Quite generally, logic software is beset by a problem of resources: The market is not large enough to support full-scale commercial development (as for mathematics), and instructors may have neither the time nor training to develop full-fledged software projects on their own. I hope to overcome at least the time problem by the magic of “retirement”! T.R.
jolly good
As a retired engineer, I decided to get back to my passion of understanding ethics. Most of the works were clearly woolly and very soon I realized that I needed to enhance my skills in logic to make any headway in this direction. Most of the recent books in logic were loaded in formal mathematics and appeared way beyond my reach. It was then that Prof Roy’s book on the Internet came as a pleasant surprise. Two years later, I managed to complete most of the exercises in his book and understand the principles. It is to Prof Roy’s credit that someone like me with little training in formal mathematics can learn such a difficult subject and all along keep my interest in it without being daunted by the complexity of the subject. During this journey, Prof Roy gave his time unstintingly to respond to my queries. Nuggets of Russelian wit, veiled challenges to the daredevils, and his love for his family are sprinkled in every chapter in this book. What attracted me most were the problems at the end of each chapter; in every chapter you invariably find one which asks the student to draft a short note explaining the main ideas in the chapter in a language his teenage daughter can understand. It is well known that, if you understand something well, you ought to be able to communicate that to the non-initiated. And, equally if you teach someone what you learnt, your concepts become even clearer. As the Tamil poet says, knowledge is rare commodity that grows by giving. To recognize this and challenge the reader to try his hands at this, Prof Roy shows great intuition in the art of teaching.
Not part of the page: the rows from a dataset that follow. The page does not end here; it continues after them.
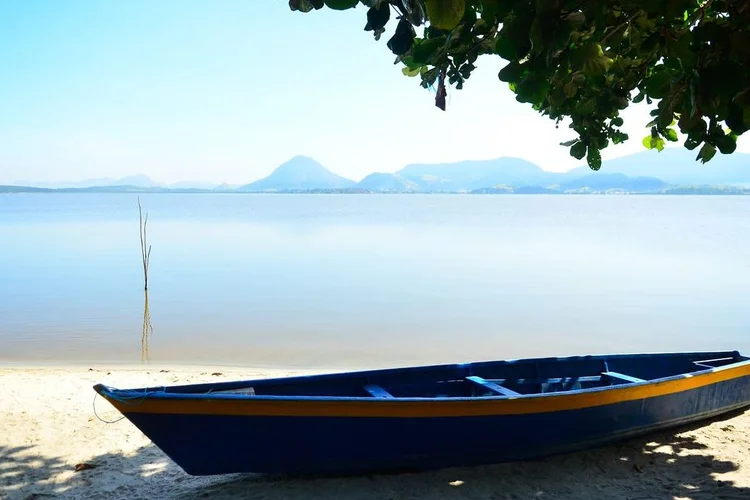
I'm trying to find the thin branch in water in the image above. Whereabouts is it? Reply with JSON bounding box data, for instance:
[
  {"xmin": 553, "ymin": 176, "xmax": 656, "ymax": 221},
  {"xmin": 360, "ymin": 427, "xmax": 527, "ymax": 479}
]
[
  {"xmin": 138, "ymin": 197, "xmax": 151, "ymax": 290},
  {"xmin": 141, "ymin": 290, "xmax": 154, "ymax": 363}
]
As an old man living in the UK, I cannot say his book is cool, but perhaps I could say it is jolly good. R.V.
answers to exercises
The complete answers to exercises is included in the answers version for instructors (including “hard-core” exercises later in the text). With this, it is easy for me to move answers in or out of the Selected Answers. Short of including them all, if you think some answer(s) should or should not be included among the Selected Answers, let me know. T.R.